Hence this research may open a new area for research in this field where actual cause and
treatment for the same can be investigated. Some more researches are still on their way in this
regard he added further.


“This stresses the need for an individualized skilled assessment of cervical musculoskeletal function
to differentiate a central versus peripheral origin of neck pain or a combination of both,” the
authors write. “There should be no reliance on only pain or tenderness, which often reflects the
general pain hypersensitivity commonly present in persons with migraine.”

Cervical Dysfunction Does Not Cause Neck Pain


The scientists discovered 2 separate clusters of spinal musculoskeletal features: healthy
regulations’ neck component and people to neck pain disorders’ with neck impairment. 76 people
with migraines had adequate cervical musculoskeletal functioning, while 48 people with neck
discomfort exhibited cervical impairment that was akin to a neck condition.


Throughout the examination, no link was found between musculoskeletal dysfunction and
discomfort sensitivities or sensations. Hence it can be said that there is no role of the
Musculoskeletal system in the limited movement of neck or pain in this area and some more
investigations are still needed.


Neck discomfort is common in migraines sufferers, and they frequently seek localized therapy. Neck
discomfort, on the other hand, could be a sign of migraine rather than being caused by a specific
cervical cause. A sequence of musculoskeletal abnormalities having features comparable to
idiopathic neck discomfort must be evident when neck discomfort is of cervical origin.
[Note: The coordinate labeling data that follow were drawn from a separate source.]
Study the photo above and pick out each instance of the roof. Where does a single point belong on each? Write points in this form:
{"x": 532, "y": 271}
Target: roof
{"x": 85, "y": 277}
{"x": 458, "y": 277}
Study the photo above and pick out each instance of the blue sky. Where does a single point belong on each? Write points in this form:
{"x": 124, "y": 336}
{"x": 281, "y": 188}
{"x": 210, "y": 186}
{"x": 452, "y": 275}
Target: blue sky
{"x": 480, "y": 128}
Many migraines sufferers experience neck discomfort that originates in the cervical spine so
although others do not. Prior research, on the other hand, has ignored the diversity of possible
causes of neck discomfort & regarded migraine sufferers as a homogeneous population, which
makes it difficult to pinpoint the source of neck discomfort in migraines sufferers.


To see how often migraine-related neck discomfort is accompanied by a trend of cervical
musculoskeletal failure similar to neck musculoskeletal diseases, particularly to see whether sensitivity hypersensitivity affects cervical musculoskeletal performance in migraines sufferers.


Neck treatment for myelopathy or intractable discomfort frequently yields poor outcomes.
Compression discomfort threshold, as well as the Allodynia Symptom Questionnaire, was used to
determine painful sensitivity. Headache sufferers with concomitant neck issues were omitted from
the study.

Cluster analysis is used to see whether individuals were categorized based on their
results in cervical musculoskeletal examinations. Post hoc studies looked at the impact of
discomfort sensitivity on musculoskeletal performance, as well as if any one of the complaints
encountered throughout the tests is linked to the musculoskeletal feature.


If neck pain occurs during a headache, it does not always mean that cervical musculoskeletal
dysfunction is present. To identify true cervical dysfunction, a professional evaluation is required,
rather than relying solely on the individual reporting symptoms. Treatments for neck
musculoskeletal diseases might appear to be unsuitable for people who do not have cervical
dysfunction.

Future research investigating the effectiveness of such therapies must exclusively
include those who have neck discomfort that originates in the cervical region.